In 1999, our director of engineering plunked the Lehmann breadboard onto the backseat of his car and drove it to the MEECO plant, determined to work until we perfected the design. Two years later, we put a superbly robust product to the ultimate test. We took it to a nearby naval aviation test house, subjected it to four gravities of force, and waited to see how long it would take to fail. It never did.
Elated by the results, we spun our CW-CRDS division into a separate business in 2001 and—with a tip of the hat to Princeton University and its mascot—named the new company Tiger Optics LLC. We needed to attract significant investment, but that took time. So, for initial support, we relied upon the company’s founders, advisors, and its independent industrial representative for Singapore and Korea.
In early 2001, we introduced the world’s first CW-CRDS product, named the MTO-1000. The first five buyers hailed from three continents and found diverse uses for the instrument. Those early customers were the Dutch national lab, a gas contractor serving AMD Dresden, and semiconductor fabs in Oregon, Singapore and Suzhou, China.
By 2005, customers and investors recognized the added benefit of Tiger’s ability to reduce manufacturing waste, with its array of products that, on their own, require minimal power to operate. Enhanced by its “green” properties, Tiger Optics won favor among “clean tech” investors. Expansion Capital Partners’ Clean Technology Fund II and Georgieff Capital took stakes in the company.
Our platform technology has allowed us to add many more products. In 2005, we sold our first LaserTrace sensor, the world’s first laser-based trace oxygen analyzer (based on a patent held jointly by Princeton University and Tiger Optics). We introduced Tiger’s HALO in 2006, and the HALO+ mini-CRDS device in 2007, followed by the Tiger-i in 2008 for atmospheric monitoring of greenhouse gases. In 2009, Tiger unveiled the Prismatic Multi-Species Gas Analyzer that can measure trace levels of as many as 16 different molecules. The Prismatic caps more than a decade of development that began when Dr. Lehmann conceived of a CRDS tool that would replace the customary high-reflectivity mirrors with Brewster’s Angle prisms. In 2010, we introduced the ALOHA H2O for ammonia analysis in the burgeoning High Brightness LED market.

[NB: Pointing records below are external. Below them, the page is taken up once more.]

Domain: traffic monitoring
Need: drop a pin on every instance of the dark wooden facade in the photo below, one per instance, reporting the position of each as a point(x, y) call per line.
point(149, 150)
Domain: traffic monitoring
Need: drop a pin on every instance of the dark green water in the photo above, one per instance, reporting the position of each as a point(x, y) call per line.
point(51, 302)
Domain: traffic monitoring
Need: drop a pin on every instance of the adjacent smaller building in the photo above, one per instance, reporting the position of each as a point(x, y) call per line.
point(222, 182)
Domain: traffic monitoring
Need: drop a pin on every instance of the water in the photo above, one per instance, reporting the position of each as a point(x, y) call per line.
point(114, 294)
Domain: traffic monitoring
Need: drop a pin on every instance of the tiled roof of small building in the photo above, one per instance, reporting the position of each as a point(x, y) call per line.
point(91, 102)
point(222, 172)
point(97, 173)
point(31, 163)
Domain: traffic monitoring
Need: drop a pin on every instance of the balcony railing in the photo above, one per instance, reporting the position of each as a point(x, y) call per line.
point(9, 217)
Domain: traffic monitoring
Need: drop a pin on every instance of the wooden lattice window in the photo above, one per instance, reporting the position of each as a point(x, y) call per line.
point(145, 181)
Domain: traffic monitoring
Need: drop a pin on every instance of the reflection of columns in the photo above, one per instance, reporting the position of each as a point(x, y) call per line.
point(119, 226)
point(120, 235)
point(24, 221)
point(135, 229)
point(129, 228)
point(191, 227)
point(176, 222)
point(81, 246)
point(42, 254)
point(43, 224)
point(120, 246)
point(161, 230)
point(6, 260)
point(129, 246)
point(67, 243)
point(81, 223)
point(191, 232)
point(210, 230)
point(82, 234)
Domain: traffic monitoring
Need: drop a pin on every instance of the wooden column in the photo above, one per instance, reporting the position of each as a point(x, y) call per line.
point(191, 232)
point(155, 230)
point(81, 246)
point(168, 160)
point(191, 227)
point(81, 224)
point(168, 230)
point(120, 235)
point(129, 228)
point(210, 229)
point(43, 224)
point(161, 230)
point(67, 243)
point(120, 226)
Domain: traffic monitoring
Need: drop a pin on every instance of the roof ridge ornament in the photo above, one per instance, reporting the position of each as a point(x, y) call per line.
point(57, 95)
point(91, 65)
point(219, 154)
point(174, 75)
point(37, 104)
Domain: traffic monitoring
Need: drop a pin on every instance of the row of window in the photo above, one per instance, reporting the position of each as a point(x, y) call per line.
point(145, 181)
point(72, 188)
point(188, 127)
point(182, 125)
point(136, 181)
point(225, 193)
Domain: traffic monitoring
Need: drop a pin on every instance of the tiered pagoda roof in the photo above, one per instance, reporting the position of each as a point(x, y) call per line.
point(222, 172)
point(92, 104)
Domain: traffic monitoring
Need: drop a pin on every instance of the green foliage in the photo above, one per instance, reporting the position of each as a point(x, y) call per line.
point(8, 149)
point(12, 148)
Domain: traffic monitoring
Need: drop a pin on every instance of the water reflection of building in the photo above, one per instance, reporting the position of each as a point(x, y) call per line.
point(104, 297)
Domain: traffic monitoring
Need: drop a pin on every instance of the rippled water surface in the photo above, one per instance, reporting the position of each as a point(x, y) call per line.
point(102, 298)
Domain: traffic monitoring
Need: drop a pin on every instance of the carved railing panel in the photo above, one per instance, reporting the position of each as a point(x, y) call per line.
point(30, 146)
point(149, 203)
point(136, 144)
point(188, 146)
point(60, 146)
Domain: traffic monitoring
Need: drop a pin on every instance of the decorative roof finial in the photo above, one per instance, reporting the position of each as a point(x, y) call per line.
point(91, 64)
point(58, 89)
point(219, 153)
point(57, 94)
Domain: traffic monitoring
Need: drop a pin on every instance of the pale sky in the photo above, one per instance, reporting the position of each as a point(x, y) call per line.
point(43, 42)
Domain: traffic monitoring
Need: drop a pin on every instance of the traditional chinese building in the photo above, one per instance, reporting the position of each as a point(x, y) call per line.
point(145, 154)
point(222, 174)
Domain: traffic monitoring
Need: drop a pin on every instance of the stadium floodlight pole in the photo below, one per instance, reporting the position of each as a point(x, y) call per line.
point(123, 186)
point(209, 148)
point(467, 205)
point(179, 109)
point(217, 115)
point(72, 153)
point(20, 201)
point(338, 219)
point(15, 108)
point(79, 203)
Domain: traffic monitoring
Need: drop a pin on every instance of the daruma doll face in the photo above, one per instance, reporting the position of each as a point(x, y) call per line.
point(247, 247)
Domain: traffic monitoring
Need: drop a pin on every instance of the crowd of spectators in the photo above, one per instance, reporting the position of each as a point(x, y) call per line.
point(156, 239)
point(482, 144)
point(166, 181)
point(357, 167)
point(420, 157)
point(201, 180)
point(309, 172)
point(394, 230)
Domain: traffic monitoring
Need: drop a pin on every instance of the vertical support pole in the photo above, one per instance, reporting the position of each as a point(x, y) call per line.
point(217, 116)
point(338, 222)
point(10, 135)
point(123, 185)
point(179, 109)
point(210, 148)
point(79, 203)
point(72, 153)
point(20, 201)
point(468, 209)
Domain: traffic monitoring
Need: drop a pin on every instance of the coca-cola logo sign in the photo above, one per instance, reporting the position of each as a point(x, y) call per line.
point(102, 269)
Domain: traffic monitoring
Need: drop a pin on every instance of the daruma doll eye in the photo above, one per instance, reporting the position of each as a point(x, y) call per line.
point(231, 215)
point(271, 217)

All told, we’ve shipped close to $50 million worth of CW-CRDS analyzers from 2001 - 2011, covering more than 1,000 points at chemical plants, semiconductor fabs, laboratories, and gas production and distribution facilities around the world. Returning customers accounted for more than 65 percent of Tiger Optics sales in each of the three preceding years.
At Tiger, we take quiet pride in our commitment to innovation and global enterprise, while keeping our industrial roots. Our faith in CW CRDS has been vindicated. We are proud of our achievements in bringing this powerful technology to market, gaining international acceptance, advancing the benefits of the technology with award-winning new products, and sparking competitive interest in the field. Tiger relishes its role in revolutionizing the way work is conducted, as its products contribute to cleaner, more streamlined, and more accurate industrial processes, laboratory research, and emissions monitoring.
Dr. Lehmann, you’ve done “something practical.”